Although hepatitis C can cause liver disease, cancer and death, it is known as a “silent epidemic” for the sometimes vague, low-level symptoms that prevent people from knowing they’re infected and feeling that treatment is urgent. For people experiencing homelessness, hepatitis C infection can sometimes be at the end of a long line of competing concerns.
“People who are living outdoors or don’t have a regular place to stay—there’s so much they have to do day-to-day just to survive,” said Jessica Naugle, RN, with the Street Medicine Team of the San Francisco Department of Public Health. “A lot of our patients put things like treating hepatitis C off because they’re dealing with other things like major abscesses.”
With a dedicated team member focusing on addressing hepatitis C with clients, the Street Medicine Team is re-prioritizing treatment and cure. Naugle makes hepatitis C treatment accessible for the clients she sees at shelters and at other street-based locations, working with them to receive treatment at organizations such as Glide.
“It’s a departure from how people think about healthcare, traditionally,” she said. “But it’s exciting because there’s a cure. It’s really gratifying to be able to say, ‘You have hep C—but we can cure it.’ It helps people have a tangible win.”
DeLivering a cure
Aboard a converted shuttle bus, Jennifer Price, MD, PhD and colleagues from the University of California, San Francisco see patients in a variety of areas around San Francisco. The mobile liver health clinic, named “DeLIVER,” meets people in places where they already are—making weekly stops at syringe access sites, methadone programs, at Lava Mae pop ups (mobile showers), navigation centers and community events like Sunday Streets.
On board, clients can receive HCV testing, lab draws, video appointments with clinicians, FibroScans (liver scans) and medication.
“We found that there was a high prevalence of HCV in the areas where we were testing, and that people were happy to go on the van to receive services. One thing that stands out is how much people really want to get treated,” said Price.
The team finds that most people who test positive have medical insurance and a primary care doctor but are not connected to hepatitis C care. Many clients do not have stable housing: About 50% of clients report living outdoors or in a vehicle in the previous 12 months, and that about a third of clients say they are currently experiencing homelessness.
“This van is a way to gain access to people who are unstably housed and who need treatment,” said Price. “Our other option is to have people referred to us come into the clinic at Parnassus, and that’s not feasible for many people. As long as the sites we go to are part of people’s routines—such as places people go to get their methadone dosing—they’re coming reliably and it makes it so much easier for them to access the hep C treatment.”
Tell your story of hep C
Around the community, peer navigators are speaking out about their experience getting cured of hepatitis C to share the message that HCV treatment is fast, effective and easy.

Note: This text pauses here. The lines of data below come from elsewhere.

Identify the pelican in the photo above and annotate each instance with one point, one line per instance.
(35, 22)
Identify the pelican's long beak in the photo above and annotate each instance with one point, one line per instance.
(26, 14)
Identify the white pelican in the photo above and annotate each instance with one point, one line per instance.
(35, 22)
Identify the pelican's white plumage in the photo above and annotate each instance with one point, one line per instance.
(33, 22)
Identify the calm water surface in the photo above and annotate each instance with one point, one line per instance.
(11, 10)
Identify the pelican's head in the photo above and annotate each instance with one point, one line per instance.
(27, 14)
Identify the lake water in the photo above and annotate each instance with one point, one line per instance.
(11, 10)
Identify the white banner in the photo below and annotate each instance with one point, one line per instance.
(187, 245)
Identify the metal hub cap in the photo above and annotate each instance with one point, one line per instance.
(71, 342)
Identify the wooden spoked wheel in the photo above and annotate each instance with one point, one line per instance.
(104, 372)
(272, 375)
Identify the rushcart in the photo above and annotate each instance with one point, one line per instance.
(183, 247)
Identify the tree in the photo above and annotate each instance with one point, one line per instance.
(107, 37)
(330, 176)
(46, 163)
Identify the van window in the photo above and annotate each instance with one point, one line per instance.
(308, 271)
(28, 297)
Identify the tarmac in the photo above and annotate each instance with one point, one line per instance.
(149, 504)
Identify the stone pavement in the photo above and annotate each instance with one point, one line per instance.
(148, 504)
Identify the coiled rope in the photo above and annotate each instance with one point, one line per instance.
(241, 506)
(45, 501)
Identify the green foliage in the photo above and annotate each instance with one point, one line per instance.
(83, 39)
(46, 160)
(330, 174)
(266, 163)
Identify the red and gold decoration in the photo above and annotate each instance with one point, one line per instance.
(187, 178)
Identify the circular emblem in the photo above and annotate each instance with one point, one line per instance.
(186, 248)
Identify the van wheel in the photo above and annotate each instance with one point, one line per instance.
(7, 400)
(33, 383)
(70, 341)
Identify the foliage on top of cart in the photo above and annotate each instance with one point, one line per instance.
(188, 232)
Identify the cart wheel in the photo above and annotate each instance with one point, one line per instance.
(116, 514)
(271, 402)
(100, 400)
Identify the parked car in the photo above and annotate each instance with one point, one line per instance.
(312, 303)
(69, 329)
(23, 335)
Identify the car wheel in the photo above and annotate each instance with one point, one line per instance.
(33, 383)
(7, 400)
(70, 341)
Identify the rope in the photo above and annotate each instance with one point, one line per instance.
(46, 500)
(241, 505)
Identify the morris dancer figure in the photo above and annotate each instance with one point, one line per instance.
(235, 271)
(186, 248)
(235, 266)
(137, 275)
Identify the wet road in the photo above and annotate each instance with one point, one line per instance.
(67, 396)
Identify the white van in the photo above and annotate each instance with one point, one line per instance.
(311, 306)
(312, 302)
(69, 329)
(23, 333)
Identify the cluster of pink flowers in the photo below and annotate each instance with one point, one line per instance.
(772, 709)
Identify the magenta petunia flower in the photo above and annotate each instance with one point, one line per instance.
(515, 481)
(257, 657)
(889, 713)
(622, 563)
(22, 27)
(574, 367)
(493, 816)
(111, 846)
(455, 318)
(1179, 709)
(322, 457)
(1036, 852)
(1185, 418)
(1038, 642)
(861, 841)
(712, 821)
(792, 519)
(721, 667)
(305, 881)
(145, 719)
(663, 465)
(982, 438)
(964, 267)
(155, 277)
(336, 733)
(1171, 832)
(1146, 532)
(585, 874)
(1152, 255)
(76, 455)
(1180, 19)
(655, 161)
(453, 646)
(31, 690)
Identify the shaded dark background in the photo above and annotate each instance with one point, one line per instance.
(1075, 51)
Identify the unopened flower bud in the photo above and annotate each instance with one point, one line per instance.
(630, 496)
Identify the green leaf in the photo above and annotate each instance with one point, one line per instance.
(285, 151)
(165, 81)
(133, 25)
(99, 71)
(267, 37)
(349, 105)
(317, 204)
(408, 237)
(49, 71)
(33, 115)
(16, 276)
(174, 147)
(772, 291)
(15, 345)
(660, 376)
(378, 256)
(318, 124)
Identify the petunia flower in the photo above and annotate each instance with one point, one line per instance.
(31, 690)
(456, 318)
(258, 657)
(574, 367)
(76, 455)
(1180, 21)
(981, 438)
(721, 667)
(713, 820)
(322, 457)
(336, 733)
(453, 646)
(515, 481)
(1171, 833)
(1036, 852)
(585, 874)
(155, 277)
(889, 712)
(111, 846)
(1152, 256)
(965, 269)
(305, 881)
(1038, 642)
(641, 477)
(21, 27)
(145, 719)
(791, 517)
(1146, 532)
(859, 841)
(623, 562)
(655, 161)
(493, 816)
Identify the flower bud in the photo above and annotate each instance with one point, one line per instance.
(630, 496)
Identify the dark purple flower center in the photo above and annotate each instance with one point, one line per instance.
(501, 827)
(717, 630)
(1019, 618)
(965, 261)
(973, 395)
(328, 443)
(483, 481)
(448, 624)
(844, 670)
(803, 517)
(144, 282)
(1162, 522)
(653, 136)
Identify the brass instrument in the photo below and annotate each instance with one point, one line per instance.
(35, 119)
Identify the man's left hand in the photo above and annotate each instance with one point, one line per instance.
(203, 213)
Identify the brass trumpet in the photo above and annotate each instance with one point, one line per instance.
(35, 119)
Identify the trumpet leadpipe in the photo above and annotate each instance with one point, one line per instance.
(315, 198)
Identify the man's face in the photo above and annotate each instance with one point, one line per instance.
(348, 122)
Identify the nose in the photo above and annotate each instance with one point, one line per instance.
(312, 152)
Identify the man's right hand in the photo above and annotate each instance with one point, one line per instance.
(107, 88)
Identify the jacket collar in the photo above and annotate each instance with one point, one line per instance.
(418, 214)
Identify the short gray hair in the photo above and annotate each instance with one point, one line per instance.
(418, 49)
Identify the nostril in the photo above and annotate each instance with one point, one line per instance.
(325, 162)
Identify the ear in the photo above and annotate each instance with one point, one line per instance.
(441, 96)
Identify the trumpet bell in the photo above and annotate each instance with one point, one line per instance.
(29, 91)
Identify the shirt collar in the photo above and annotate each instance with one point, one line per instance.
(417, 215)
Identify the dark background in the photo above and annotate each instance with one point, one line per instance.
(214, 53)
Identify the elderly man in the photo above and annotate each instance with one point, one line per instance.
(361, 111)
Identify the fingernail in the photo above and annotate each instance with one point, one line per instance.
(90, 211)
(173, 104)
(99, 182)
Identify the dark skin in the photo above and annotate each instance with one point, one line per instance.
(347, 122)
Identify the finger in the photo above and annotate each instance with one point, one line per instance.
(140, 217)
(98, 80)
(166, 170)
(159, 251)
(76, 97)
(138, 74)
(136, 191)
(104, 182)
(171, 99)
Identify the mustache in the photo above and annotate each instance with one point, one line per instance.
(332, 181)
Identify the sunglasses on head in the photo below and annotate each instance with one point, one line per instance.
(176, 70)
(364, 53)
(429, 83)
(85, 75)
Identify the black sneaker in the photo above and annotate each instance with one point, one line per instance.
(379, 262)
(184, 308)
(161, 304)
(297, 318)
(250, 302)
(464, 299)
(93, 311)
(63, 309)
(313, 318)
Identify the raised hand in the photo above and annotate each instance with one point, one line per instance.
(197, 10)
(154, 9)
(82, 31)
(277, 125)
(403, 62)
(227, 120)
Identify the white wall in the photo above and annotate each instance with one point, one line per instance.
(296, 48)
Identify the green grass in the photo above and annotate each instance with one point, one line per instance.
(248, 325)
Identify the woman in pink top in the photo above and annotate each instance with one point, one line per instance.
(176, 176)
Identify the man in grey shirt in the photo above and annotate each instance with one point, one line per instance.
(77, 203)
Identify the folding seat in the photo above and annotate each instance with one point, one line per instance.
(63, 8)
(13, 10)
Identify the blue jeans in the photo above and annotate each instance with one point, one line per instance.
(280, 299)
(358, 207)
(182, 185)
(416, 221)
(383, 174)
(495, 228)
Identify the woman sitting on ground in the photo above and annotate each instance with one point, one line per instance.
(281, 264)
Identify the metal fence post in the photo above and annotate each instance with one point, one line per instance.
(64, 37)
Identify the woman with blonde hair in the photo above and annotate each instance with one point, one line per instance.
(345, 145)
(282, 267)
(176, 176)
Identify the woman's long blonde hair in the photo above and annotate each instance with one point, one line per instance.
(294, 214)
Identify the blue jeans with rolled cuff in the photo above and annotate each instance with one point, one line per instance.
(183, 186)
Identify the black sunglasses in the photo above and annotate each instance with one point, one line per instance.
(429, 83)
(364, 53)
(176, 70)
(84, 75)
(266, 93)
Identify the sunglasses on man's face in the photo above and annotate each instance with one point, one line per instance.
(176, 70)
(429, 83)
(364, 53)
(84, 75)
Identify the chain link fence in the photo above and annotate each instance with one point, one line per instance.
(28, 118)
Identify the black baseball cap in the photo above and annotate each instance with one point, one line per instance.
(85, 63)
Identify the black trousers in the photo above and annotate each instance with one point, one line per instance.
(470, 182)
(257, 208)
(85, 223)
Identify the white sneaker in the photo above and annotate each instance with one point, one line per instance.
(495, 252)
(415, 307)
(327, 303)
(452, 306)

With funding and support through End Hep C SF, three San Francisco organizations—Glide, St. James Infirmary and San Francisco AIDS Foundation—have established peer navigator programs that employ people with lived experience of hepatitis C. In March of 2018, the first group of 24 peer navigators received training.
“We’re trying to change the narrative and culture around HCV,” said Burk. “So many people have lived with it for so long, just thinking, ‘it’s not bothering me right now.’ We want people to think, ‘I can just get this taken care of right now.’”
“There’s a lack of information out there about the treatment among community members,” said Sam Formo, the hepatitis C navigation coordinator for St. James Infirmary. “There’s a rapport that forms between two people sharing information [about hepatitis C treatment], so it can be an effective way to get the word out. It’s as simple as having conversations with people to let them know that it’s possible to get treated, and it’s free.”